Opportunities for youth athletics have grown exponentially throughout the last few decades in the United States as well as throughout the globe. There also appears to be an upward trend of opportunities for kids to pursue athletics all year round with rise in clubs, travel teams etc. With these opportunities present there also seems to be a positive correlation in the amount of injuries associated with athletics. Specifically damaging are the amount of overuse injuries associated with youth sports. What can be done to help identify at risk athletes and prevent these types of injuries from occurring?
Risk factors for developing overuse injuries can be grouped in two categories: intrinsic and extrinsic factors. Intrinsic factors are factors that are within the body. They would include stage of growth, previous injuries, anatomical features, and menstrual dysfunction. Extrinsic factors are outside factors that can predispose someone to injury such as training volume, specialization, and strength and conditioning.
Stage of growth: Research has shown that during the pre-adolescent and adolescent growth spurt athletes are more susceptible to overuse injuries. Studies demonstrate that the growth cartilage present at key sites in bone growth areas of skeletally immature athletes during a rapid phase of growth are less resistant to tensile, shear, and compressive forces than either mature bone or more immature prepubescent bone. Also factors such as lower lean muscle mass, increases in joint mobility, as well as imbalances in strength and growth of muscles and bones can play a role as well.
Previous injuries: Multiple research studies have found that the biggest predictor of future injury is previous injury. It is important that pain and dysfunction should not be ignored and that medical care should be sought in a timely manner and that a proper rehabilitation plan be followed until the athlete can return to athletics without pain or dysfunction present.
Anatomical features: How we were created can predispose athletes to overuse injuries. Abnormalities such as how our knees track, whether our arches are flat or curved and also our spine can have an impact on the forces that athletics place on the body and predispose someone to overuse injuries.
Menstrual Dysfunction: Amenorrhea is a medical term meaning the absence of 1 or more menstrual cycles in a given year. Research has found that female athletes who have amenorrhea have an increased risk of stress fractures due to decreased bone mineral density. There is a link between calorie availability and amenorrhea so it is very important that athletes are consuming enough calories to coincide with their energy expenditure.
Volume: Research has found that higher training volumes have consistently been linked to increase the risk of overuse injury in multiple sports. In high school aged athletes research has shown that there is a relationship between hours of training and risk of injury. It seems that when athletes reach 16 hours of training per week or more they are at a significantly higher risk for overuse injury that requires medical care.
Specialization/Scheduling: Research has shown that students who participate in the same sport all year may have a higher risk of injury. One study in particular found a 42% increase of self-reported overuse injuries in high school students than those who participated in 3 or less different sport activities. It is also important to note that athletes who participate in two or more sports that involve the same body part are more likely to be injured as well. In youth baseball, research has shown that those athletes who pitch than 100 innings per year are 3.5 times more likely to be injured.
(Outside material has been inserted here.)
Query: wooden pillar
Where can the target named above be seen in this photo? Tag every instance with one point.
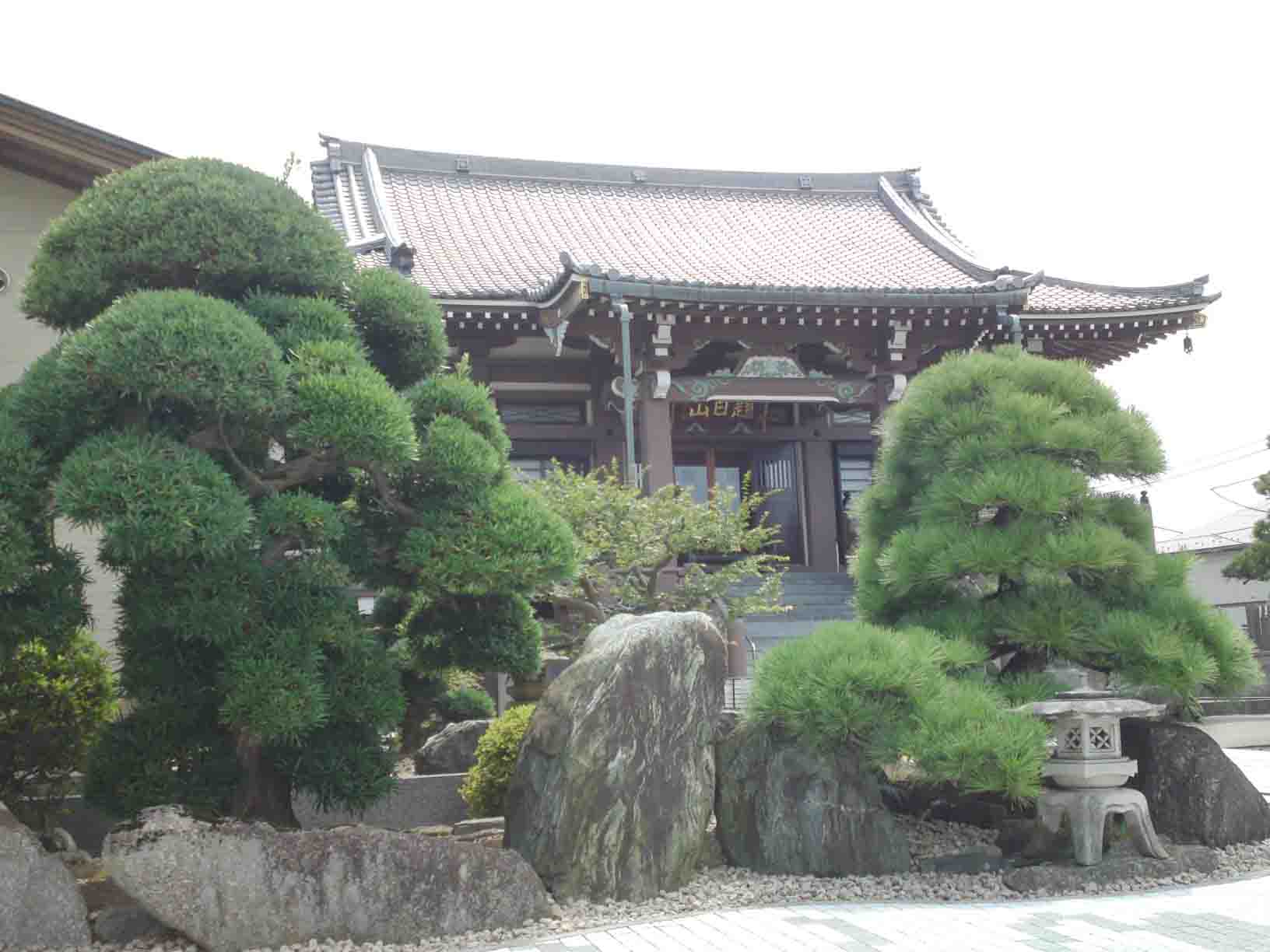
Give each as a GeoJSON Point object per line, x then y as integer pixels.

Other research shows that athletes who pitch more than 8 months a year are more likely to have a shoulder or elbow surgery. It is imperative that athletes take scheduled rest breaks from particular activity every year and it may be beneficial for athletes to participate in multiple sports during a year.
Strength and conditioning: There has been much research that links properly supervised and developed strength and conditioning training with decrease injury rates. There has however been a misconception that strength training is not appropriate for pediatric athletes, this has since been proven otherwise. It has been shown that a general strength, endurance, and flexibility program be emphasized before athletes get into sport specific training. Specific warm up programs that target balance, technique, and strength have not only been beneficial to help reduce acute injuries, specifically ACL tear, but also has been shown to help reduce overuse injuries as well.
Tips to follow to help reduce risk for overuse injuries:
- Get an annual physical conducted by a physician. They can help identify athletes who have intrinsic factors that may put them at risk for injury.
- If previously injured it is important to follow up with correct medical personnel and rehabilitate properly.
- Stick to volume protocols. Athletes should participate in no more than 16 hours of high intensity athletic activity per week.
- It may be beneficial to participate in a variety of athletic activities during the year, however it is important to take rest periods between athletic seasons.
- Work on general physical fitness and strength prior to engaging in aggressive sport specific activities. This has been shown to help reduce injuries of both an acute nature but also an overuse nature.